Monday, April 13, 2015

Why Is the HPAC President a Black Woman From Africa?

Here’s a question some people might wonder after reading parts two and three of my Faerietales trilogy… Why in the world did I make the HPAC president a black, African woman instead of like my otherwise very white, Western-World male villains?

Great question, and I have an immediate answer: I have no clue.

The unnamed but very distinctive Madame President was never anything else in my mind. She came into being with the gender and skin color and origins that she did, and I never paused to dispute it.

I don’t plan out most of my characters.

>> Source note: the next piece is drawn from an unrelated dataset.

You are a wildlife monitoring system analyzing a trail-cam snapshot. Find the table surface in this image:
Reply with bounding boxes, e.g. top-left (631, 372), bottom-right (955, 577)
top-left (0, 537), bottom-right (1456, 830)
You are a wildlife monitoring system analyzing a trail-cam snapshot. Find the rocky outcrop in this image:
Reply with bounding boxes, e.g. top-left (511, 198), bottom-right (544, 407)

Yes, some are based off of specific people, whether friends or acquaintances or public figures. But for the most part, they just kinda come with the physical characteristics and personality traits that they do.

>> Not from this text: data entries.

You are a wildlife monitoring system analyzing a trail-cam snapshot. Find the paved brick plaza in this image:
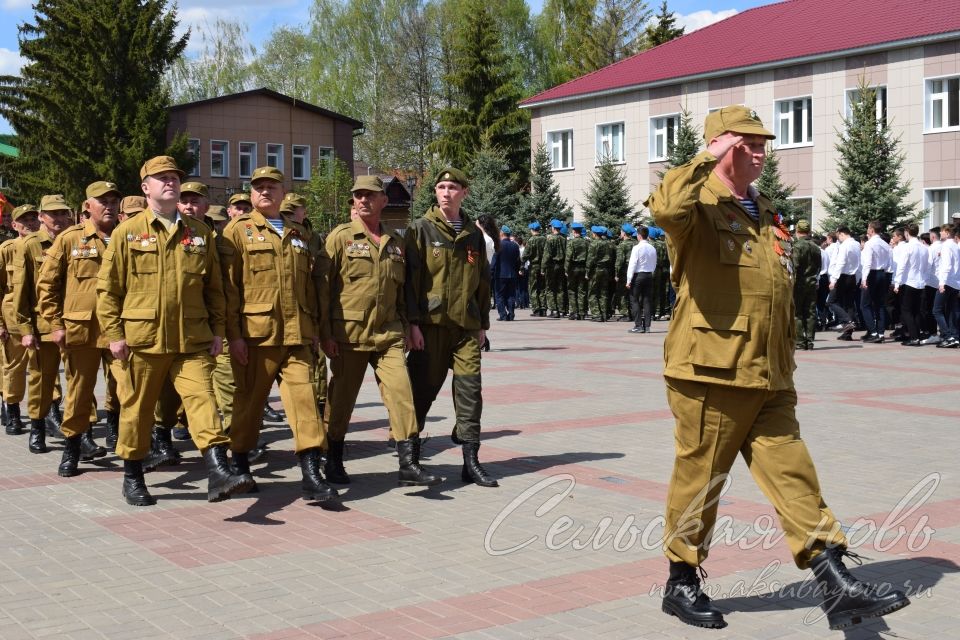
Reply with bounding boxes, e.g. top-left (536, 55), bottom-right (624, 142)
top-left (0, 318), bottom-right (960, 640)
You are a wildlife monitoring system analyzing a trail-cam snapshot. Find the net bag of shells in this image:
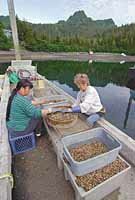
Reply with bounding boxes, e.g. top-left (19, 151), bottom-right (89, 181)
top-left (47, 107), bottom-right (78, 128)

Deanda, for example, was supposed to be based off of my two best friends. Instead, she took on her own sense of self. And neither of the women I originally intended her to mirror have the long, dark, curly brown hair that she does. Or violet eyes. That’s simply the parameters she “was born” with.

Dr. Stewart? He was always a dark-haired, blue-eyed, self-satisfied and very intelligent creep.

And Kyla? I’ve got to admit that I’ve kinda come to associate at least her image with one of the characters from Disney’s Tinker Bell movies (Fawn, for anyone who cares). But she came part and parcel with her delicate frame and confident personality.

I don’t know anyone like her. Or Dr. Stewart, for that matter. The latter of which I’m very happy about.

The same goes for Madame President. I have to say that I’m really rather happy she popped into my head and onto my Microsoft Word doc that way, and not just because the Faerietales trilogy would have been a little too pasty otherwise.

I do like showing that there’s no perfect group out there. Anyone can be bad if they only choose to be. Black, white, male, female, intelligent, slow, North American, European, African… and yes, human or faerie (if faeries existed, which they don’t, of course. I know that. Really). We’ve all got it in us to behave pretty darn rotten when we want to.

Hence the reason why I pick on just about everyone I can in my writing, including both major American political parties (my own included) in my upcoming Dirty Politics series. (Then again, I also pick on both sides because I can’t stand most politicians, whatever letters come before or after their names. But that’s a topic for another blog post.)

So while it does delight me to have Stewart and Morrison kowtowing to a chick, I can’t take any real credit for that fact. Madame President is who she is; there’s nothing more to it than that.